A new tool that forecasts future electricity needs has been developed by researchers at the Department of Energy’s Pacific Northwest National Laboratory (PNNL). Performance of the Power Model Integrator tool was tested against five commonly used forecasting models processing a year’s worth of historical power system data.
“For forecasts one-to-four hours out, we saw a 30-55 percent reduction in errors,” said Luke Gosink, a staff scientist and project lead at PNNL. “It was with longer-term forecasts – the most difficult to accurately make – where we found the tool actually performed best.”

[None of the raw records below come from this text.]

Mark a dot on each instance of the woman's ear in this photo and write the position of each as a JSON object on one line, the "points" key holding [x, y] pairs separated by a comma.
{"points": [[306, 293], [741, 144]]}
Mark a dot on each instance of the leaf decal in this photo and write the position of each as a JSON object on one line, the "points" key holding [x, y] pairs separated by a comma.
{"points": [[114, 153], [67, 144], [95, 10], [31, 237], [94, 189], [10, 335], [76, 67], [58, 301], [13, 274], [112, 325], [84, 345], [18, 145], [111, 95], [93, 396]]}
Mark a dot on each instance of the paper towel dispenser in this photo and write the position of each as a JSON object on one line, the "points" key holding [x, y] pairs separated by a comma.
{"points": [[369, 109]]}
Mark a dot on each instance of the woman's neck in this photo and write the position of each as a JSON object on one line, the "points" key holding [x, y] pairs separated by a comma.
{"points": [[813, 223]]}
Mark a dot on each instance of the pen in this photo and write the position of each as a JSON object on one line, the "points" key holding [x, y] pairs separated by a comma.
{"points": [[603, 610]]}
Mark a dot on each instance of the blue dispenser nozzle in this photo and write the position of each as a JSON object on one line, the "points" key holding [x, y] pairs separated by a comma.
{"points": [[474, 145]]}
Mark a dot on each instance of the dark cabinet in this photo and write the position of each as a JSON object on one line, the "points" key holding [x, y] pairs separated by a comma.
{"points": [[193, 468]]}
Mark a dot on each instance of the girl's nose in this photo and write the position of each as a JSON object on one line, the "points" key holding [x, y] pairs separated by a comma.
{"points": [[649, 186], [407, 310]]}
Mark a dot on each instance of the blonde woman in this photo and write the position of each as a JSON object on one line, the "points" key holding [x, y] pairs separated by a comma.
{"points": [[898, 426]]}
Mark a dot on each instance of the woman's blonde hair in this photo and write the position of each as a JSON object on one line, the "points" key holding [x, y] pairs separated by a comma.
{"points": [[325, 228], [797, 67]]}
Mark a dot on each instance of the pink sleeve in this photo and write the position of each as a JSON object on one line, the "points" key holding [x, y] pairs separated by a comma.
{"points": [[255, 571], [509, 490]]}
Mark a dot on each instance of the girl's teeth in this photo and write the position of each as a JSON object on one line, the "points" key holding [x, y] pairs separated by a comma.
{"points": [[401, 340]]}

Fluctuations in energy demand throughout the day, season and year, along with weather events and increased use of intermittent renewable energy from the sun and wind all contribute to forecasting errors. Miscalculations can put stress on power generators and lead to instabilities or outages.
Grid coordinators have the daily challenge of forecasting the need for and scheduling exchanges of power to and from a number of neighboring entities. The sum of these future transactions, called the net interchange schedule, is submitted and committed to in advance. Accurate forecasting of the schedule is critical not only to grid stability, but a power purchaser’s bottom line.

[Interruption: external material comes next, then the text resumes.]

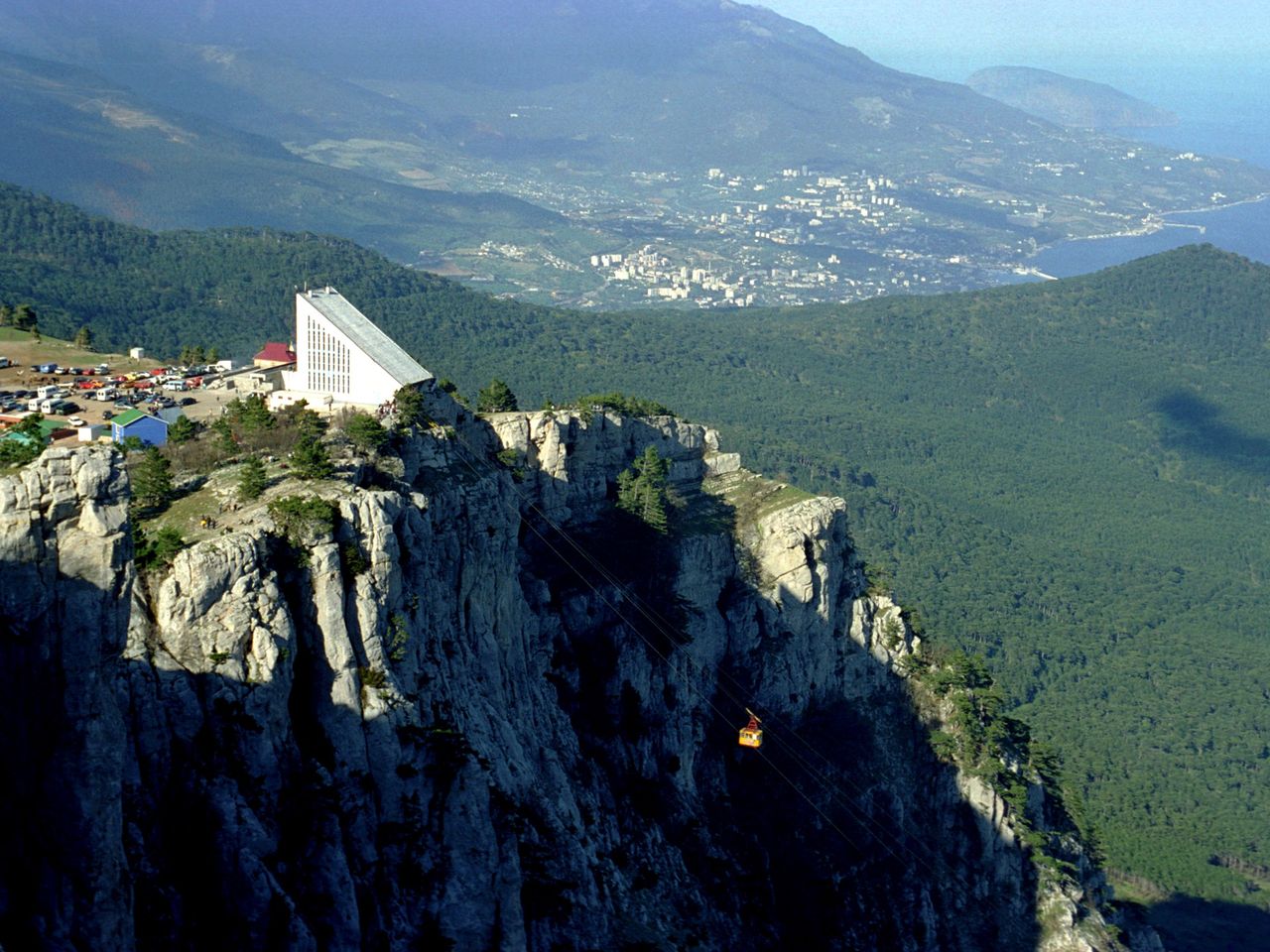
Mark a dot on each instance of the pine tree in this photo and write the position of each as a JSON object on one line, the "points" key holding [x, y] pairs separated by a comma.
{"points": [[642, 490], [309, 458], [494, 399], [151, 479], [409, 407], [225, 442], [365, 431], [253, 479], [181, 431]]}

Currently, forecasters rely on a combination of personal experience, historical data and often a preferred forecasting model. Each model tends to excel at capturing certain grid behavior characteristics, but not necessarily the whole picture. To address this gap, PNNL researchers theorized that they could develop a method to guide the selection of an ensemble of models with the ideal, collective set of attributes in response to what was occurring on the grid at any given moment.
First, the team developed a statistical framework capable of guiding an iterative process to assemble, design, evaluate and optimize a collection of forecasting models. Researchers then used this patent-pending framework to evaluate and fine-tune a set of five forecasting methods that together delivered optimal results.
The resulting Power Model Integrator tool has the ability to adaptively combine the strengths of different forecasting models continuously and in real time to address a variety scenarios that impact electricity use, from peak periods during the day to seasonal swings. To do this, the tool accesses short- and long-term trends on the grid as well as the historical forecasting performance of the individual and combined models. Minute by minute, the system adapts to and accounts for this information to form the best aggregated forecast possible at any given time.